Anyone who grew up with siblings can probably point the finger at the one most likely to end up in emergency. I was one of four children, and in our house, that injury-magnet was my younger brother – the third child. Throughout our childhood, blood or blood-curdling screams were mostly credited to him. Some of his more prominent injuries are imprinted on my memory.
There was his broken arm, that my mother initially thought was a bee sting. He was screaming in so much pain and he couldn't tell her what happened. She violently undressed him hoping to extract the sting, his arm flinging about, only to discover his radius bone at a right angle. Off to emergency, back home with a cast. Boys and tree-climbing: such a clichéd injury.
Not one to succumb to stock-standard childhood injuries, he upped the stakes, literally, by slicing his brow bone running into a garden stake. He was insistent that I contextualize this with the fact he was told to 'watch the ball' whilst playing backyard footy, and because he diligently followed that instruction, he did not watch for stray metal posts rising out of garden beds. Result: stitches and a nice brow scar.
One of the favourite family stories though, is a Christmas night injury. My brother decided he'd cut himself a bit of leftover roast meat. With all the adults too jolly to notice a young boy with a big knife, he wasn't guided through the safest way to cut. Instead of facing the knife away, he sliced towards his resting hand and slipped. Nothing like the sight of exposed bone to sober up the adults. A lovely deep incision all the way through skin, muscle, and tendon ended in a taxi trip to emergency, a blood-soaked Christmas tea towel and some pretty intricate stitches.
Now I'm the mother of four, I can safely say all our children have had their fair share of bruises and cuts, but there is one stand out. Our third child.
At three days old, the hospital staff discovered our son had a broken arm. Yes, three days old. The doctors struggled to find a clear cause as it was not present at birth. The assumption was made that an awkward turn by a midwife, while my son was in the humidicrib under lights, may have caused an oblique fracture. Although very distressing at the time, it healed quickly and he now uses that arm just fine to punch his older brothers. Obviously, he didn't break his own arm as a newborn, but what that initial injury did do was set up years of unassociated injuries and therefore prompt the question: was this kid injury-prone from birth?
He bit through his tongue as a toddler walking down some stairs, chewing on a piece of bread. There was enough blood for a homicide squad to suspect a massacre. No stitches, just a swollen face and mouth for a week while it healed. He still has a tiny flap where it didn't quite close over, which we've assured him will come in handy as a party trick later in life.
Riding his new bike, unaccustomed to hand brakes, he went barreling down a hill and smashed into a playground fence at high speed. Despite wearing a helmet, the wire fence paling slashed a tidy line down his forehead that required stitches. Melbourne Cup Day, of course. Public holidays are synonymous with emergency department visits (often in taxis).
I actually took him to the doctor at one stage because he had so many bruises on his shins, I thought perhaps he had some kind of bleeding disorder. The doctor assured me, 'He's a boy who runs everywhere.
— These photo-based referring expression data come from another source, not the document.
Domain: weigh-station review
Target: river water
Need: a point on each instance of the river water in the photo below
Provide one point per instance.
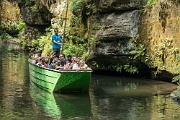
(110, 97)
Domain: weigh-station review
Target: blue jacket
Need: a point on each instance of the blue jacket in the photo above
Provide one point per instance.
(56, 38)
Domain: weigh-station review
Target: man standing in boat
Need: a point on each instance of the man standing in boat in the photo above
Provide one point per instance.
(56, 42)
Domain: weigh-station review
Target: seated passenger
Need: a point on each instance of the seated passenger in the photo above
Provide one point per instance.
(39, 63)
(61, 62)
(53, 64)
(75, 65)
(46, 62)
(68, 63)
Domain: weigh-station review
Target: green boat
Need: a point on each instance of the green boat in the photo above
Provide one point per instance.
(60, 80)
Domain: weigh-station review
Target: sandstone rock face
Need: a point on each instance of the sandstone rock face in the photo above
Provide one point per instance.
(35, 18)
(117, 5)
(9, 16)
(121, 22)
(160, 34)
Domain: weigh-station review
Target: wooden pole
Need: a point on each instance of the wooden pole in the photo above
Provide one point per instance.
(65, 25)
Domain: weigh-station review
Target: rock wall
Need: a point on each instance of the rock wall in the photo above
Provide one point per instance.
(9, 16)
(120, 21)
(160, 33)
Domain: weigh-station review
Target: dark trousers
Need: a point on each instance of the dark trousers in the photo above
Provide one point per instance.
(57, 51)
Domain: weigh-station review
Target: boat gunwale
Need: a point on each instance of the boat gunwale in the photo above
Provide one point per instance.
(59, 71)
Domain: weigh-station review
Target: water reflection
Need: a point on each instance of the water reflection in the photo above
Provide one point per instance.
(130, 99)
(13, 84)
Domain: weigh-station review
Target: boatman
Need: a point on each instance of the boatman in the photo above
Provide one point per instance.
(56, 42)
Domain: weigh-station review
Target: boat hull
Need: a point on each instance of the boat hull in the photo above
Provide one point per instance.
(60, 81)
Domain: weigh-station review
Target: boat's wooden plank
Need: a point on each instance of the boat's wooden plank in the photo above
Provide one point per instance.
(43, 84)
(44, 71)
(43, 77)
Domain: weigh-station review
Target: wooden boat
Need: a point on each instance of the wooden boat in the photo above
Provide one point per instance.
(67, 106)
(60, 80)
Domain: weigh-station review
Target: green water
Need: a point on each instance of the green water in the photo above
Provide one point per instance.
(109, 98)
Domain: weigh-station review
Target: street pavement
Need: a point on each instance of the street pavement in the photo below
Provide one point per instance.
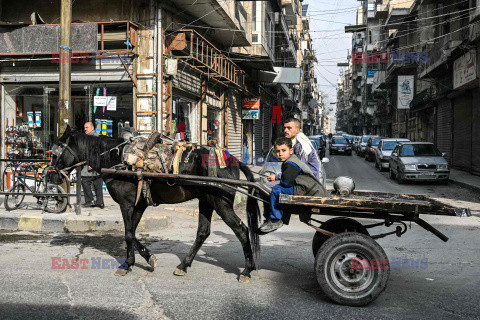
(444, 286)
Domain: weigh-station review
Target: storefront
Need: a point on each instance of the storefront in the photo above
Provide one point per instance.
(31, 114)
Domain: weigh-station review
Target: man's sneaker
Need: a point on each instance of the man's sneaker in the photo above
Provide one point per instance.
(270, 226)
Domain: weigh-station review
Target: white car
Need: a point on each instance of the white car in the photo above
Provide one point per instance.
(273, 166)
(384, 151)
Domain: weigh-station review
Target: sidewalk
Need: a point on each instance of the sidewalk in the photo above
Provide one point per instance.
(465, 179)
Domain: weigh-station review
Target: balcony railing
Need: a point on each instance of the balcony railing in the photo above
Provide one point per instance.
(197, 52)
(88, 39)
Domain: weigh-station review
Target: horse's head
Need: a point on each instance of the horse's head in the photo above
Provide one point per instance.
(65, 154)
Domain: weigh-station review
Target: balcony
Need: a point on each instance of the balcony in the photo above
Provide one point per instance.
(195, 51)
(93, 39)
(381, 11)
(229, 19)
(397, 11)
(475, 14)
(291, 7)
(439, 54)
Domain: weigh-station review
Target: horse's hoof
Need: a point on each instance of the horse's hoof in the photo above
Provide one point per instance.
(152, 261)
(121, 272)
(179, 272)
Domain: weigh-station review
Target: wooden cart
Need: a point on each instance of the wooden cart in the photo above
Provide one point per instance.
(350, 266)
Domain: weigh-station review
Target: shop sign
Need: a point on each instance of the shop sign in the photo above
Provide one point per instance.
(251, 114)
(464, 69)
(405, 91)
(106, 101)
(112, 103)
(251, 108)
(251, 103)
(100, 101)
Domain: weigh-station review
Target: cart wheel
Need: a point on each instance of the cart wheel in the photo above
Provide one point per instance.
(391, 175)
(336, 225)
(54, 204)
(12, 202)
(352, 269)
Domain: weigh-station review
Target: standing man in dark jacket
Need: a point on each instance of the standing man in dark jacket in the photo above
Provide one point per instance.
(89, 176)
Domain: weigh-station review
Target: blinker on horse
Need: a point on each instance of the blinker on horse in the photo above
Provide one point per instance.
(77, 147)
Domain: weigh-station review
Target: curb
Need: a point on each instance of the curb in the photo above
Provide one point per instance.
(465, 185)
(73, 223)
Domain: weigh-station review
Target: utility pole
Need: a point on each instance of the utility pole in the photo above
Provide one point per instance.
(66, 110)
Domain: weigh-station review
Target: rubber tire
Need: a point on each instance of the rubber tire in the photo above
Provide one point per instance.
(356, 242)
(391, 175)
(12, 189)
(64, 204)
(336, 225)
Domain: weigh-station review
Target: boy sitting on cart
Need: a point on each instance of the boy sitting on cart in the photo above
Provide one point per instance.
(296, 179)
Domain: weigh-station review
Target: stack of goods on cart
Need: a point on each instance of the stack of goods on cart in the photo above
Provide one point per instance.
(22, 144)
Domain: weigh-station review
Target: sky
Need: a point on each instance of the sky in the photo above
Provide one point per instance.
(327, 24)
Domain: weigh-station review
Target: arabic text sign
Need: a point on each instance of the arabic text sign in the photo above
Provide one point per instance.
(464, 69)
(405, 91)
(251, 103)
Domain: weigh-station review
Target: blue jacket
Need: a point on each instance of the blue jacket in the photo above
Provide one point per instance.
(312, 162)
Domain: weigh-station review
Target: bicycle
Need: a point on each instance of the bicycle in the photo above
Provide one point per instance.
(22, 173)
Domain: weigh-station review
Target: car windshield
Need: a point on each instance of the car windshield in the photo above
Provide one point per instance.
(389, 145)
(419, 150)
(375, 142)
(339, 141)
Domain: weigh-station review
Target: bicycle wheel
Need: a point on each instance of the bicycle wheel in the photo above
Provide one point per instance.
(54, 204)
(12, 202)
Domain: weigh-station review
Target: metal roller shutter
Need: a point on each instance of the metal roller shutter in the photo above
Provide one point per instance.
(234, 125)
(267, 130)
(476, 131)
(444, 128)
(462, 131)
(257, 139)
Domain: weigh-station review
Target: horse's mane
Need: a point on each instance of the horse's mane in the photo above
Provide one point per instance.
(91, 147)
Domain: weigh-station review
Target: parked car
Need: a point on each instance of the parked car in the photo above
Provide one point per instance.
(321, 143)
(418, 161)
(371, 148)
(363, 145)
(340, 145)
(384, 151)
(273, 166)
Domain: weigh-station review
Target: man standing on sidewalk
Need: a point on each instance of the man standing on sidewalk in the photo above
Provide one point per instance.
(89, 176)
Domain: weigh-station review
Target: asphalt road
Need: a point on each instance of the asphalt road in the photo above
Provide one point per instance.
(285, 287)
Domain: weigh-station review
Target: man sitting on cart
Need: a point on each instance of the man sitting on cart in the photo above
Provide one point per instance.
(296, 178)
(302, 148)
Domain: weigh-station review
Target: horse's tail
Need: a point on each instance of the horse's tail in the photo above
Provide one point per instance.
(253, 213)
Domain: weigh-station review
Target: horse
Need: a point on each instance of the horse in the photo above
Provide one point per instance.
(75, 147)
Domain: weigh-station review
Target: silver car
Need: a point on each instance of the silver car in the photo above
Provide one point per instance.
(384, 151)
(418, 161)
(273, 166)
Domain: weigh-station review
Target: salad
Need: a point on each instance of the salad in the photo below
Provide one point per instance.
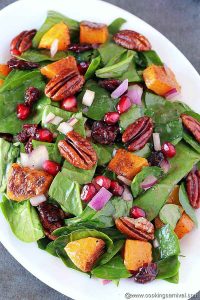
(99, 161)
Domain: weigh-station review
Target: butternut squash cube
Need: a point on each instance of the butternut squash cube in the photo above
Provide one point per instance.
(85, 252)
(159, 80)
(137, 253)
(60, 32)
(55, 68)
(93, 33)
(127, 164)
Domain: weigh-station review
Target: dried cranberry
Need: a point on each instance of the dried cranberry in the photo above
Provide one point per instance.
(156, 158)
(32, 94)
(104, 134)
(51, 167)
(110, 84)
(124, 104)
(82, 67)
(15, 63)
(136, 212)
(116, 189)
(146, 273)
(168, 150)
(88, 192)
(23, 111)
(111, 118)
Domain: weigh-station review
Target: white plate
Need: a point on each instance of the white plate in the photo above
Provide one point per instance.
(31, 14)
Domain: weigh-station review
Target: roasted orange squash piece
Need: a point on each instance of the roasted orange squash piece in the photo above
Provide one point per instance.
(60, 32)
(137, 253)
(184, 226)
(159, 80)
(24, 183)
(85, 252)
(127, 164)
(93, 33)
(55, 68)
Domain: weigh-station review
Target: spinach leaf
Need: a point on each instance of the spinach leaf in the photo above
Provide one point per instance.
(168, 267)
(168, 243)
(140, 177)
(23, 220)
(52, 19)
(66, 193)
(154, 199)
(102, 102)
(115, 26)
(183, 198)
(114, 269)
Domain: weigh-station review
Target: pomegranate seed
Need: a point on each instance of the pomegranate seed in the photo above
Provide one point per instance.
(115, 188)
(44, 135)
(168, 149)
(111, 118)
(124, 104)
(23, 111)
(51, 167)
(69, 104)
(88, 192)
(82, 67)
(136, 212)
(103, 181)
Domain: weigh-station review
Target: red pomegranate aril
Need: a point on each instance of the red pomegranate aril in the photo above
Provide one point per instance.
(23, 111)
(51, 167)
(69, 104)
(88, 192)
(136, 212)
(103, 181)
(111, 118)
(116, 189)
(124, 104)
(168, 149)
(44, 135)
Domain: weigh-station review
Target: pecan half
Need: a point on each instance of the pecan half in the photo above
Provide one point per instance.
(192, 125)
(193, 188)
(138, 229)
(133, 40)
(78, 151)
(65, 84)
(23, 41)
(138, 133)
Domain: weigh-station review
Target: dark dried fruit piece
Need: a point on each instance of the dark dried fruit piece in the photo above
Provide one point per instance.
(65, 84)
(192, 125)
(146, 273)
(104, 134)
(193, 188)
(138, 133)
(78, 151)
(132, 40)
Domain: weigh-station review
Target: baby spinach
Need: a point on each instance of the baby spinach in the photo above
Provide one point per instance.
(23, 220)
(102, 102)
(183, 198)
(66, 193)
(140, 177)
(154, 199)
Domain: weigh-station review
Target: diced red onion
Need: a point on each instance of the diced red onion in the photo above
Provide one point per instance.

There will be bruises.' Thankfully he didn't think I needed to be reported to Child Services either.
Kristy is a Melbourne mum of three, her third child Zara (I see a pattern forming), is only four but has already had two major accidents, including a dog bite on the face that required plastic surgery and a cracked head from a playground fall that needed stitches. Zara is the child with her head squished through fences searching out a yapping dog, and the one most likely to clamber to the top of the climbing frame.
It does make me wonder what is it about these kids? Are they simply attracted to danger and therefore more likely to sustain an injury? Are they klutzes who also trip over fluff and walk into poles? Are they spatially challenged, perhaps?
Kristy doesn't think Zara is necessarily injury-prone or clumsy, simply that "she's full of confidence with very little fear!"
I don't think my third son is clumsier than his siblings either. He doesn't show more daredevil tendencies, or seek out higher risk adventures. My only explanation is that he is unlucky. So even though he has clocked up a broken bone and stitches in his nine years, we are not on a first-name basis with the emergency department personnel, and we don't yet have to leave the Medicare card when we drop him off to play at a friend's house. Knock on wood (and hope for no splinters).
Do you have an injury-prone child? Is it your third child, by any chance?